Dates Wednesday 7 February 2018, 8:15 - 15:45
Venue ESRF Auditorium
Scientific Organisers

UOC Organisers:
Michela Brunelli, SNBL-CRG, ESRF, Grenoble, France

Alejandro Fernandez-Martinez, Institut des Sciences de la Terre, Université Grenoble-Alpes, Grenoble, France

ESRF Organiser:
Thomas Buslaps

Keynote Speakers

Prof.  Philip Withers, University of Manchester, UK

Dr. Christian Leinenbach, Swiss Federal Laboratories for Materials Science and Technology, Switzerland

Prof. Henning Friis Poulsen, Technical University of Denmark, Denmark

Administrative Assistant Anaïs Fernandes
Contact udm2-um18@esrf.fr

Preliminary programme available HERE

Aim & Scope

A number of new or newly refurbished beamlines at the ESRF now offer access to advanced techniques for structural investigations of modern engineered materials, such as those produced by additive manufacturing (3D printing), laser welding, shape forming etc . Their microstructure and component properties are inherently linked to the complex fabrication processes. Understanding this link in a deterministic way is of crucial importance and a challenge.

The unique combination of intense focused X-ray nano and micro-beams with the superb qualities of new high efficiency pixel detectors, and the hard X-ray penetration, flux-density and beam stability enable fast X-ray scattering experiments down to the millisecond regime, opening up new possibilities in X-ray 3D computed tomography and experiments in real service conditions.

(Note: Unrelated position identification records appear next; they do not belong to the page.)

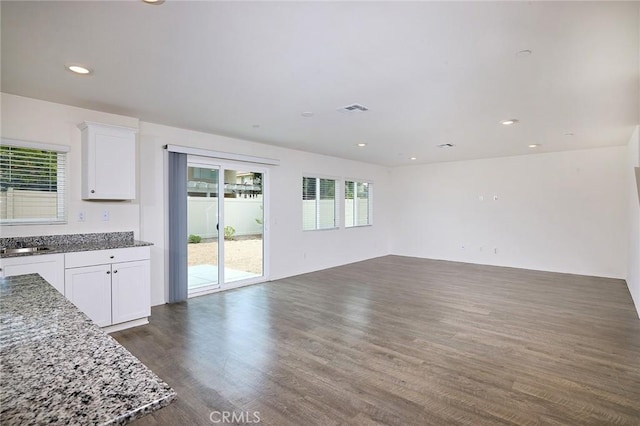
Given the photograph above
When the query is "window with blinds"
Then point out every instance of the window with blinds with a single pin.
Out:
(32, 185)
(318, 203)
(357, 203)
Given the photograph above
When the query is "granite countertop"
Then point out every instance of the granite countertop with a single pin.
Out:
(59, 367)
(72, 243)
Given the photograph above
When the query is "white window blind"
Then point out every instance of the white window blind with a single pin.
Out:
(32, 184)
(357, 203)
(318, 203)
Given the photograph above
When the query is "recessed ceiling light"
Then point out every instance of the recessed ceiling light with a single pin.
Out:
(78, 69)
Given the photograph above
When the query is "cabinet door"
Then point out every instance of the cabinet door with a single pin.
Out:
(89, 288)
(49, 266)
(131, 290)
(109, 162)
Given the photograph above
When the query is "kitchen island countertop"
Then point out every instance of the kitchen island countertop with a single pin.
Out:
(58, 367)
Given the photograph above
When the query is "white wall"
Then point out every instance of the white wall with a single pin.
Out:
(558, 212)
(291, 250)
(633, 198)
(561, 212)
(39, 121)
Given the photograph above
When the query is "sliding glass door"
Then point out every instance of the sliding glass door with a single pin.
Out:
(226, 217)
(202, 227)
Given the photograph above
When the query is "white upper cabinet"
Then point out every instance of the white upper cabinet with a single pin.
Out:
(108, 162)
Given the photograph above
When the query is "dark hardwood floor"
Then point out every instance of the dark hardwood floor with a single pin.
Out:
(400, 341)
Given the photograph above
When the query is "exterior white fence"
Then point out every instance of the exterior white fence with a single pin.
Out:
(240, 213)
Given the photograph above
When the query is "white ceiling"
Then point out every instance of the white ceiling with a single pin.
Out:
(431, 73)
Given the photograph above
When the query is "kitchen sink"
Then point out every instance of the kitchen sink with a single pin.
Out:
(23, 250)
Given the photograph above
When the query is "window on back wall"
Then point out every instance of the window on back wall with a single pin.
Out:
(32, 183)
(318, 203)
(357, 203)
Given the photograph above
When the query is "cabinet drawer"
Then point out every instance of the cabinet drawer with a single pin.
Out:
(101, 257)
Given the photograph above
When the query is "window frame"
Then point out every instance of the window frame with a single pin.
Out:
(336, 201)
(356, 181)
(62, 204)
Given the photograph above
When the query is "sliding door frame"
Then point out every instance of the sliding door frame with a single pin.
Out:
(221, 165)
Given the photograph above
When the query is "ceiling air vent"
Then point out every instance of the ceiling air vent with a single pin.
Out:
(353, 108)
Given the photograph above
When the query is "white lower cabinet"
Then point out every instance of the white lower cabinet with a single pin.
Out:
(89, 288)
(107, 291)
(130, 291)
(49, 266)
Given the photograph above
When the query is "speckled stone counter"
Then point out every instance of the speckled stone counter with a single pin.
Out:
(72, 243)
(58, 367)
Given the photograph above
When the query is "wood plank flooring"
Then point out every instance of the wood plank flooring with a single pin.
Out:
(400, 341)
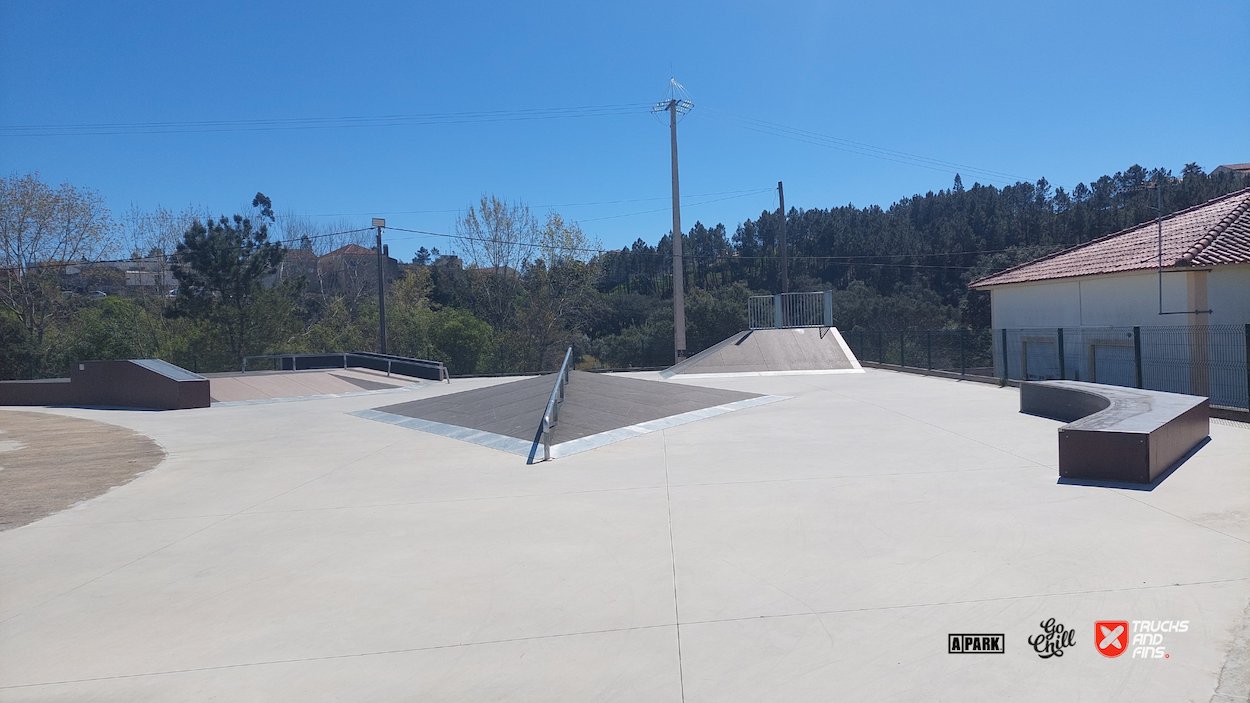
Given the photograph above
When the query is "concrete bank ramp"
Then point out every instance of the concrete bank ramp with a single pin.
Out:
(771, 352)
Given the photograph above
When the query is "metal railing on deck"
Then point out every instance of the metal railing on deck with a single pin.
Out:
(401, 365)
(551, 413)
(790, 310)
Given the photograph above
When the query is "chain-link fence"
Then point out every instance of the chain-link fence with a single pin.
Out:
(1196, 359)
(969, 352)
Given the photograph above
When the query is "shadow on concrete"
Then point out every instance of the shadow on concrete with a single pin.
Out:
(1131, 485)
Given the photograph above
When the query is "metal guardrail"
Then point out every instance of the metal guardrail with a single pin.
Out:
(786, 310)
(401, 365)
(1208, 360)
(551, 413)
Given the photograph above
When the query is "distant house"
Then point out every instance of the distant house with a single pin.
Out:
(351, 269)
(1116, 298)
(1243, 169)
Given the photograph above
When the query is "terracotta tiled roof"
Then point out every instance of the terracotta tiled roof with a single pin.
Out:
(1216, 232)
(350, 250)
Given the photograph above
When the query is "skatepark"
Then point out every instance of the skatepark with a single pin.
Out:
(748, 525)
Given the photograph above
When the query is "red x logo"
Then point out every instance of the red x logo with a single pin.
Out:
(1111, 637)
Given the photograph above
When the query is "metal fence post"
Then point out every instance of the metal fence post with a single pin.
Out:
(1136, 354)
(1006, 373)
(1063, 373)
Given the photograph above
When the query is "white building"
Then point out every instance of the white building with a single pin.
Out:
(1135, 305)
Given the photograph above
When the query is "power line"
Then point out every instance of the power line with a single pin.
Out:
(855, 146)
(319, 123)
(170, 255)
(749, 192)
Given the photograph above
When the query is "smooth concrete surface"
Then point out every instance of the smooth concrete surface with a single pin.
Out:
(771, 352)
(814, 549)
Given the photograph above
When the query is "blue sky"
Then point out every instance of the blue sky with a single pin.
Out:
(1063, 90)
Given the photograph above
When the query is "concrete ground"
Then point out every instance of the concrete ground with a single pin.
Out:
(48, 463)
(820, 548)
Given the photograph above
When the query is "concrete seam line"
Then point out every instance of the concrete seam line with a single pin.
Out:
(483, 438)
(940, 603)
(330, 657)
(1234, 681)
(620, 434)
(673, 559)
(790, 373)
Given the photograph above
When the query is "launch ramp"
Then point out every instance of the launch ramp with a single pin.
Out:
(771, 352)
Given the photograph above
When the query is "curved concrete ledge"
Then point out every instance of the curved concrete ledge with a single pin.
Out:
(1118, 433)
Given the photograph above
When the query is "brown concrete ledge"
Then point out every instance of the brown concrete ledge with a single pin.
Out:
(1118, 433)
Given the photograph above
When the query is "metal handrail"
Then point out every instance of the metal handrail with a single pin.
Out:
(551, 413)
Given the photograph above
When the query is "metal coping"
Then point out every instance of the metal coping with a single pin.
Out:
(166, 369)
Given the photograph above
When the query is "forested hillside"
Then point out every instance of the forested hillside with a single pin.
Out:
(516, 292)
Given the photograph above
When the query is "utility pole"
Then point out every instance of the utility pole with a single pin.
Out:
(785, 252)
(381, 287)
(675, 106)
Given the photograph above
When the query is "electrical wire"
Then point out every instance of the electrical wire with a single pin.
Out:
(746, 192)
(319, 123)
(853, 146)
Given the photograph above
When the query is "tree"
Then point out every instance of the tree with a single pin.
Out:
(221, 265)
(498, 239)
(43, 230)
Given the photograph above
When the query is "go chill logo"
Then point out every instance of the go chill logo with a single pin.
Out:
(1146, 642)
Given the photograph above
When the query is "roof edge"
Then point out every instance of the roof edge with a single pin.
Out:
(1215, 232)
(1244, 192)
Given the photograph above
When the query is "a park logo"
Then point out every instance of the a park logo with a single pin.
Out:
(1111, 637)
(1053, 639)
(975, 643)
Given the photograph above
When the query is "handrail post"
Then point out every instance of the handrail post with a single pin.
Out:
(1005, 373)
(1063, 363)
(1136, 354)
(963, 364)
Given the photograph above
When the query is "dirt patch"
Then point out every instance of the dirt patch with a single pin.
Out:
(49, 463)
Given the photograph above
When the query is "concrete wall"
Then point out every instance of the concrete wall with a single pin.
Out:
(1228, 290)
(1124, 300)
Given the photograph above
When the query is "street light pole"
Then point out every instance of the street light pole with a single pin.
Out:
(381, 288)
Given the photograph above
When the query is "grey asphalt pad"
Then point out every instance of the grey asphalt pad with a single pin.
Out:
(594, 403)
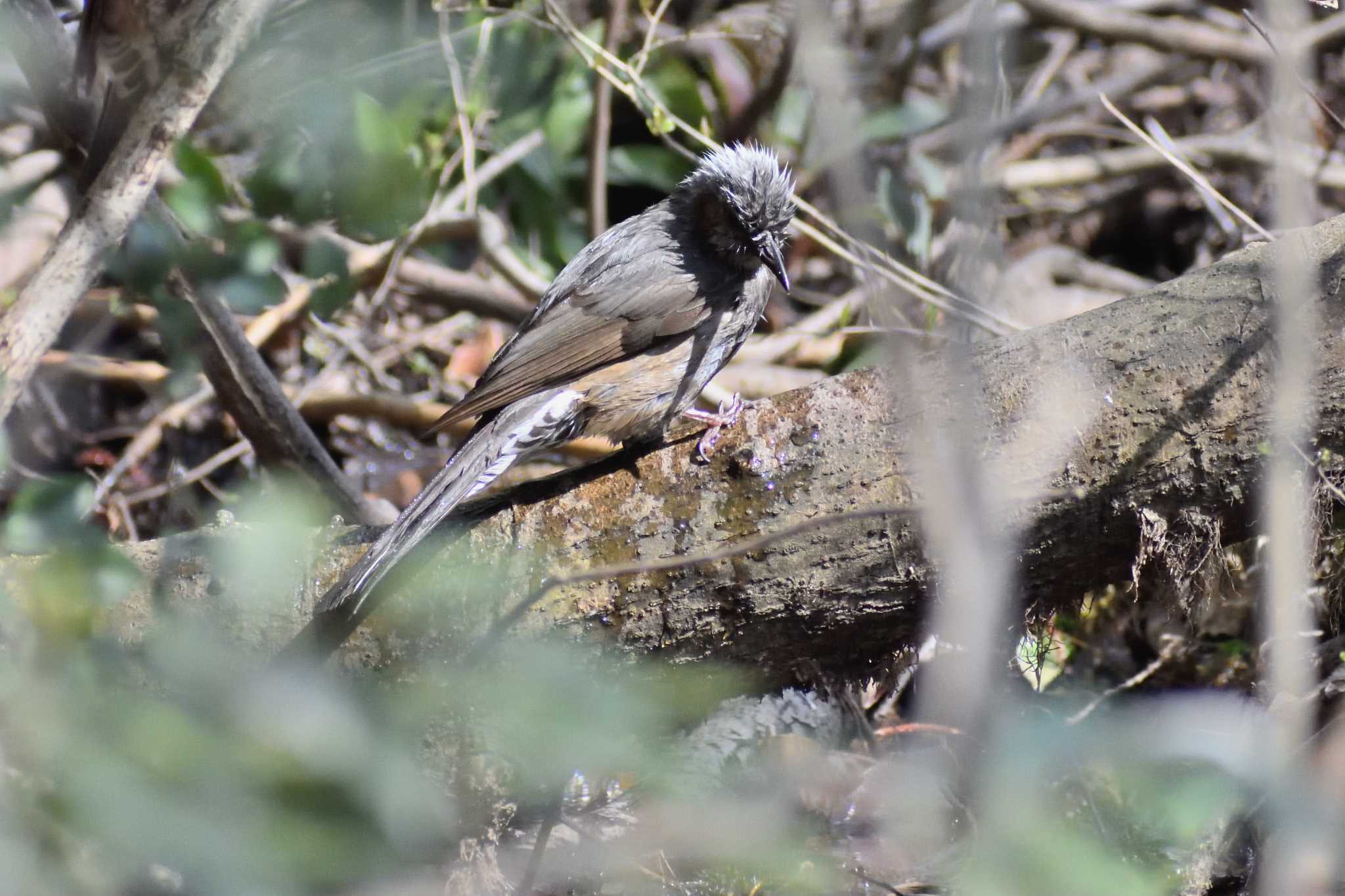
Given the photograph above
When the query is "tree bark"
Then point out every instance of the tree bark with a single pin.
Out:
(1173, 382)
(30, 327)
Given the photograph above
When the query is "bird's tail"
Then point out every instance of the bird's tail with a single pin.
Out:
(526, 426)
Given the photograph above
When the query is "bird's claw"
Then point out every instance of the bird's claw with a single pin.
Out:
(728, 414)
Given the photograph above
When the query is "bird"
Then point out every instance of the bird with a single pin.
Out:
(121, 51)
(619, 345)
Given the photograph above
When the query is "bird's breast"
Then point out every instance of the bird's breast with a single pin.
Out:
(640, 395)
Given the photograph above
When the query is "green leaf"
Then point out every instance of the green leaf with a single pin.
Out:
(46, 513)
(376, 131)
(568, 114)
(893, 123)
(200, 169)
(659, 123)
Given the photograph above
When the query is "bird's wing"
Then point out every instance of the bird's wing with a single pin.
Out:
(623, 295)
(87, 62)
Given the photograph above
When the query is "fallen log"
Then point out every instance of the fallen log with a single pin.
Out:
(1173, 386)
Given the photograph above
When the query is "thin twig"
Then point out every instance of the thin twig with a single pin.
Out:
(240, 449)
(1196, 178)
(1133, 681)
(600, 125)
(464, 125)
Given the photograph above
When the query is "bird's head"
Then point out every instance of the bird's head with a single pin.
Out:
(741, 206)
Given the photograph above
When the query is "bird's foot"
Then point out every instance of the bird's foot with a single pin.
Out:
(726, 416)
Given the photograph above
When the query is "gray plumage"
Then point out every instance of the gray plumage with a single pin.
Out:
(621, 344)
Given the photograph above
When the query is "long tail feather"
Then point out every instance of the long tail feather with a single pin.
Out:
(521, 429)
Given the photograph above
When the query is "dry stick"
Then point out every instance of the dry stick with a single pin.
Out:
(148, 440)
(234, 452)
(259, 333)
(1169, 33)
(1199, 179)
(875, 261)
(1069, 171)
(33, 323)
(464, 125)
(252, 395)
(404, 245)
(600, 125)
(1133, 681)
(1308, 88)
(115, 370)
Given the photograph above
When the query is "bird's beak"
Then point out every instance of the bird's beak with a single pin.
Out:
(774, 259)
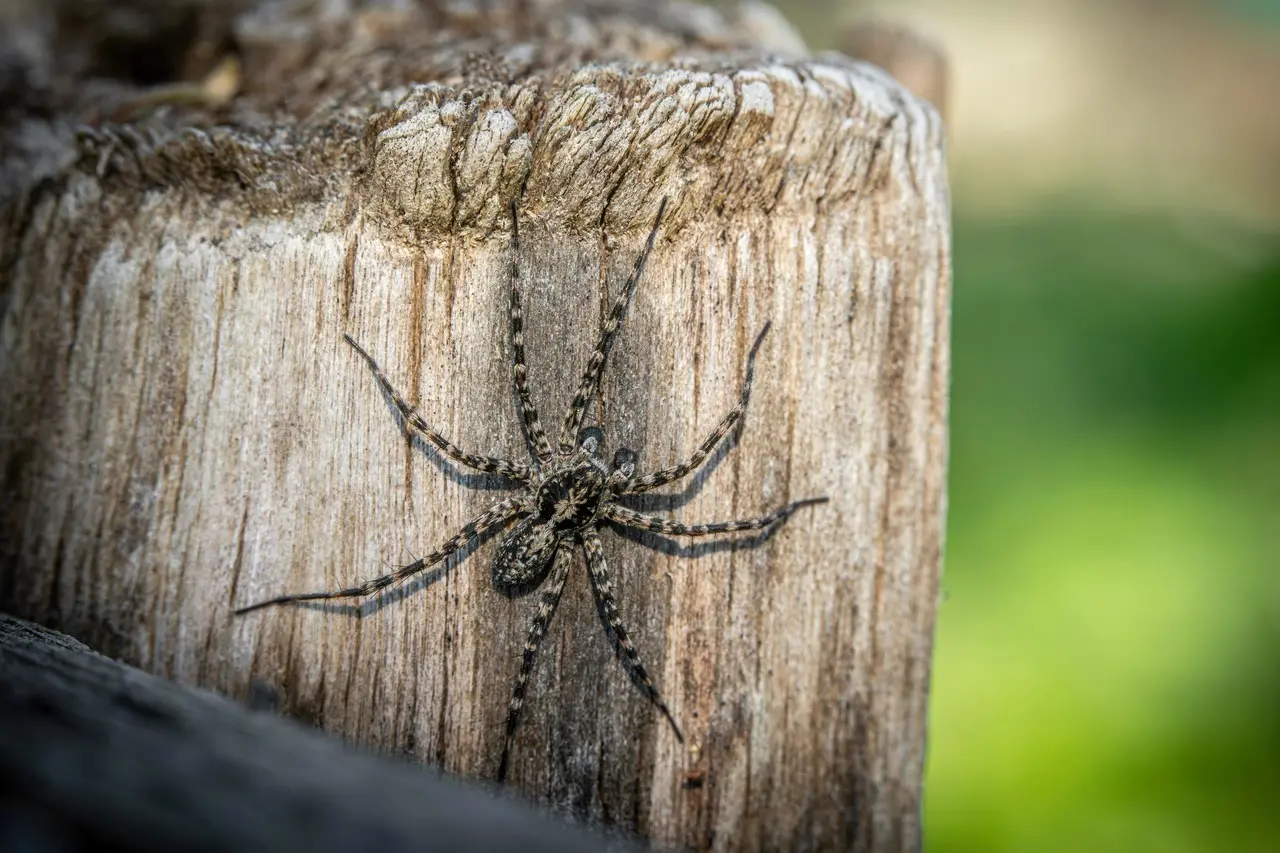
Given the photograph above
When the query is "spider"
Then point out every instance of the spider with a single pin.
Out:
(567, 493)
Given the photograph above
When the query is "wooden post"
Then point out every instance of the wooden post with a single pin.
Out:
(183, 430)
(95, 755)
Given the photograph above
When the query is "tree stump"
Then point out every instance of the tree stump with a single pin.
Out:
(183, 429)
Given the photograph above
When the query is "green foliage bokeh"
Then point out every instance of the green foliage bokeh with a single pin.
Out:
(1107, 658)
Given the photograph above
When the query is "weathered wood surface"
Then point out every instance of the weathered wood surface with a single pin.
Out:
(183, 430)
(96, 755)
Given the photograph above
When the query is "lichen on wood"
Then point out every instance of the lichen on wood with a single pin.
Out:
(184, 430)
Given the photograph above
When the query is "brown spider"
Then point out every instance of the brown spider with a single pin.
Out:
(567, 495)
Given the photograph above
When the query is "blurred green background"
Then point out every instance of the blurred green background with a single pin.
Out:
(1107, 658)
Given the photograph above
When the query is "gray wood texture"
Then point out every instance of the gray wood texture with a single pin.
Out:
(183, 430)
(96, 755)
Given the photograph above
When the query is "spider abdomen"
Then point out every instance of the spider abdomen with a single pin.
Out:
(525, 553)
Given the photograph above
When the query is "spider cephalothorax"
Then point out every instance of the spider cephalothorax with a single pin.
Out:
(566, 496)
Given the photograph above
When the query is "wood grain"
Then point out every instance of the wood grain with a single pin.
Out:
(96, 755)
(183, 429)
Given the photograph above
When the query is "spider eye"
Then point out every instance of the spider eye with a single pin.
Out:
(625, 461)
(592, 439)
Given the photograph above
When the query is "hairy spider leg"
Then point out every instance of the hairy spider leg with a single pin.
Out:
(577, 410)
(603, 585)
(632, 519)
(496, 515)
(725, 428)
(534, 433)
(487, 464)
(536, 632)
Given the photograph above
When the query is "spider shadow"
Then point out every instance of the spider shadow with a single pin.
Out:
(481, 480)
(668, 546)
(396, 594)
(675, 547)
(668, 501)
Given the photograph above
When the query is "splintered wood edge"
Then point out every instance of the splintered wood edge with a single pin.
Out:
(595, 149)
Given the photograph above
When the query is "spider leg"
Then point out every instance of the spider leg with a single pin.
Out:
(496, 515)
(536, 632)
(632, 519)
(603, 585)
(487, 464)
(704, 450)
(534, 433)
(576, 411)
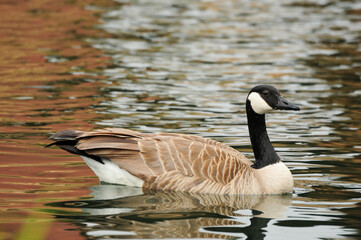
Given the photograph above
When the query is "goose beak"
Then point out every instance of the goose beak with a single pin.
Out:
(284, 104)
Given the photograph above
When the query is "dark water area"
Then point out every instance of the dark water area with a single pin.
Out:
(186, 67)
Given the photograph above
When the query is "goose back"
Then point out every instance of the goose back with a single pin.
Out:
(165, 161)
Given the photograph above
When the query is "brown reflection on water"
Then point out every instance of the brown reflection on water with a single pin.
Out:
(48, 75)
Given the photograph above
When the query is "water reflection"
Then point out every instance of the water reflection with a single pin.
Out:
(125, 210)
(180, 67)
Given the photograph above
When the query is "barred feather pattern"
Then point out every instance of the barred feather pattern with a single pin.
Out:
(175, 162)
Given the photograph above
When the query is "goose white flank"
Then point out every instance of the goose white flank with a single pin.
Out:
(187, 163)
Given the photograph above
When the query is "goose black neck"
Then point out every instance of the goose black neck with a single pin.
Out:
(262, 148)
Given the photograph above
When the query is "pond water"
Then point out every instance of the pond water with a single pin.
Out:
(186, 67)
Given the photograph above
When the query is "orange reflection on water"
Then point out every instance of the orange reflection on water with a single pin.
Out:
(48, 76)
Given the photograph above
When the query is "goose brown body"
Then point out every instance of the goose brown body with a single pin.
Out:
(169, 161)
(187, 163)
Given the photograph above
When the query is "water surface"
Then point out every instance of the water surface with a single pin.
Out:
(180, 66)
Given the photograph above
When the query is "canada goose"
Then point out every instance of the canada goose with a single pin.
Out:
(188, 163)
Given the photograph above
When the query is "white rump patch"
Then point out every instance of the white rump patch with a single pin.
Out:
(258, 104)
(111, 173)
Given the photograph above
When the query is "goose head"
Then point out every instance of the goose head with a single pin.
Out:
(265, 98)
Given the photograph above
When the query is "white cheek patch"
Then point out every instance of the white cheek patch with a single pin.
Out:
(258, 104)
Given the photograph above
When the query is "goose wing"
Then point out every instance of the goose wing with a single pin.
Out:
(164, 161)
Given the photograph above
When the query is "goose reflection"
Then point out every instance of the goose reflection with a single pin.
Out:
(125, 211)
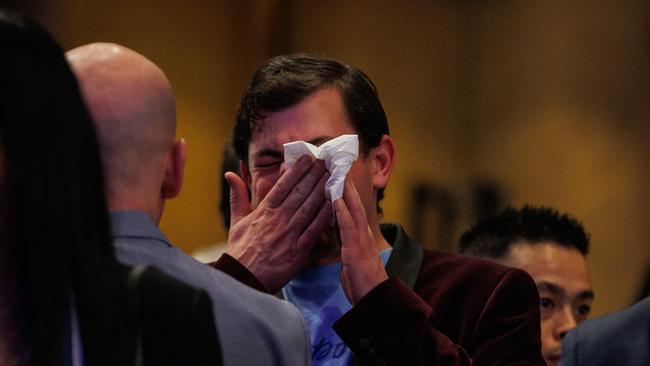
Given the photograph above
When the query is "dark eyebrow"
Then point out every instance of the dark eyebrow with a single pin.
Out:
(585, 295)
(319, 140)
(280, 154)
(550, 287)
(269, 153)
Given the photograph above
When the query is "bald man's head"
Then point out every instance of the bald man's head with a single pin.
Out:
(132, 104)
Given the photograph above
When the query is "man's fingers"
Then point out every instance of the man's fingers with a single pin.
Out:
(306, 187)
(353, 202)
(346, 224)
(285, 185)
(311, 235)
(304, 214)
(239, 202)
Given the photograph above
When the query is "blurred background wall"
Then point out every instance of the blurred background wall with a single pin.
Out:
(490, 103)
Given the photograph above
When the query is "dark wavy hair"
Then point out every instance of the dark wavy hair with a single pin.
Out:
(55, 225)
(284, 81)
(493, 237)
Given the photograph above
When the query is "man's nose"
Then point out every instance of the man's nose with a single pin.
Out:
(567, 321)
(282, 169)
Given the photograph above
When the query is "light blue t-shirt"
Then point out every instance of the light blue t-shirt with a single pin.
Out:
(318, 295)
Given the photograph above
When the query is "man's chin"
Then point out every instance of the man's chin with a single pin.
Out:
(326, 251)
(552, 359)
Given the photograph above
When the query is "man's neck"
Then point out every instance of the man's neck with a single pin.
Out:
(328, 249)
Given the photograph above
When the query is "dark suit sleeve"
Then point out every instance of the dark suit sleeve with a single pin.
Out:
(393, 324)
(570, 349)
(177, 323)
(238, 271)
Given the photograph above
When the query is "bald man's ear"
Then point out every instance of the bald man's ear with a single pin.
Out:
(174, 170)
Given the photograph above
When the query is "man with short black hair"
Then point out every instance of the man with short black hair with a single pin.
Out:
(552, 248)
(369, 293)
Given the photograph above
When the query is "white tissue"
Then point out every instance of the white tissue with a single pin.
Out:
(339, 154)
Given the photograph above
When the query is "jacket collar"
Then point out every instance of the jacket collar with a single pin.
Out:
(136, 224)
(406, 260)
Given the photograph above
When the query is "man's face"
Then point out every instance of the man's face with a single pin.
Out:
(564, 289)
(318, 118)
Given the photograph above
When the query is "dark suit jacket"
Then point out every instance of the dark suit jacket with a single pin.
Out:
(621, 338)
(175, 321)
(438, 309)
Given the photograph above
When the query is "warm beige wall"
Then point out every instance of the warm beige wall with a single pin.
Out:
(547, 99)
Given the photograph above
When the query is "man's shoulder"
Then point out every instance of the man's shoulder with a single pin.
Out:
(464, 267)
(619, 338)
(634, 319)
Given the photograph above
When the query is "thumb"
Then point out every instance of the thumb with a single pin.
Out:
(239, 202)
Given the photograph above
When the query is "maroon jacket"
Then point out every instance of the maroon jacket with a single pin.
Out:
(437, 309)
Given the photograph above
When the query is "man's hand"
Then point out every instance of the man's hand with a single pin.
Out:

This user dedicated symposium aims at attracting and stimulating exchange among ESRF users in the field of metallurgy and materials processing, and at offering them to discuss new research directions which can fully exploit the possibilities opened up by the powerful potential of X-ray diffraction imaging and scattering techniques. Examples of such techniques are high-energy X-ray scattering and tomography, dark-field hard X-ray microscopy, in operando X-ray diffraction and X-ray coherent diffraction imaging. The recent evolution of these experimental studies demonstrate the increasing importance of combining complementary experimental techniques.